Comment by tl2do
15 hours ago
I'm not writing this to disregard the PDF author—it's just a personal retrospective.
I'm a 50-year-old Japanese person who watched the original Dragon Ball broadcast on TV around 40 years ago. Back then, there were no LCDs or OLEDs—only CRT ("brown tube") TVs, and the signal was analog. With that kind of analog rendering, it was practically impossible to tell what the "true" colors were. Plus, CRT displays degraded over time, shifting colors toward brown.
The pre-processed raw images in the article actually look like what I remember as the real Dragon Ball colors.
From a photographer's perspective, using cel scans as a reference could be a fool's errand because they are biased by the white color of the scanner light and scanning software. There's a lot of room for opinionated scans there.
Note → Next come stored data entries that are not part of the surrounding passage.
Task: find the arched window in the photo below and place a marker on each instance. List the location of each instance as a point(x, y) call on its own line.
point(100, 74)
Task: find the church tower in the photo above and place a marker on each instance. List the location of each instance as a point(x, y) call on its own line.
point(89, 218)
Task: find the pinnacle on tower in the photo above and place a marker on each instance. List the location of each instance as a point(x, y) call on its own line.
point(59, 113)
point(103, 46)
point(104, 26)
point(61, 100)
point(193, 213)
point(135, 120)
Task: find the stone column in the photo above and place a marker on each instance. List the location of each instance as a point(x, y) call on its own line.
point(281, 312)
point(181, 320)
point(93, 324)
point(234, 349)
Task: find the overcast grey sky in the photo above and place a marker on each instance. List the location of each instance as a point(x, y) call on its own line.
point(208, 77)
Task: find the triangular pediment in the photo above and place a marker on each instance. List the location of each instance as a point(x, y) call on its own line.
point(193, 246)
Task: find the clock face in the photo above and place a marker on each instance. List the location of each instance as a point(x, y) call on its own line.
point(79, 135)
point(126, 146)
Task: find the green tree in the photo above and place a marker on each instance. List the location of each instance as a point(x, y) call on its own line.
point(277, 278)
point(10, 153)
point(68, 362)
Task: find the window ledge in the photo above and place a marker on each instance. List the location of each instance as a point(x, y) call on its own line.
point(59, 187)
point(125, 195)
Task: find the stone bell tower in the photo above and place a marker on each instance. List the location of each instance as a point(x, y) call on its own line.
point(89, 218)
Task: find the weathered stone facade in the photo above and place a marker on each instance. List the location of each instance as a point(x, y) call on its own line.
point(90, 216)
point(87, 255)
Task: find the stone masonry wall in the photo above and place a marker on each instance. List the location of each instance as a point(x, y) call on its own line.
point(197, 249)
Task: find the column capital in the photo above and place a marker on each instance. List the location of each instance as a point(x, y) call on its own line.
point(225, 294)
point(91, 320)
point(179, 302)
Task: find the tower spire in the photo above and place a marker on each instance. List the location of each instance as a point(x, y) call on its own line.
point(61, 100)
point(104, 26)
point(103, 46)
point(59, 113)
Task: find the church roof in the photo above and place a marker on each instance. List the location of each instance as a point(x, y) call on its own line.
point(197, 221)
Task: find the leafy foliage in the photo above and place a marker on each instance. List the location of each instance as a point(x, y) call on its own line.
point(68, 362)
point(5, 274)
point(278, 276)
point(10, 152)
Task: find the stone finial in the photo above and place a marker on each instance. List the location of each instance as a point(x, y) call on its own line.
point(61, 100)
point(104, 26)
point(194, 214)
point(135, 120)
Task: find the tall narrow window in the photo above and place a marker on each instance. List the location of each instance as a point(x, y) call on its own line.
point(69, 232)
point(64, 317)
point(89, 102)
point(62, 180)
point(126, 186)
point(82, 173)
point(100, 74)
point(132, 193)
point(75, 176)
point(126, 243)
OTOH, the result looks great, so good on the passionate fans who spent their time and effort doing this.
> CRT ("brown tube")
ブラウン管 means Braun tube, named for its inventor.
Thanks for the correction — I had no idea it was named after a person. Interesting that in katakana, both "brown" and "Braun" are the same: ブラウン.
Maybe that’s no coincidence as the German word braun means the same as the English word brown.
Kana is a phonetic alphabet, you write things exactly the way you pronounce them. Since both "brown" and "braun" are (roughly) pronounced the same (at least to Japanese ears), they are written the same.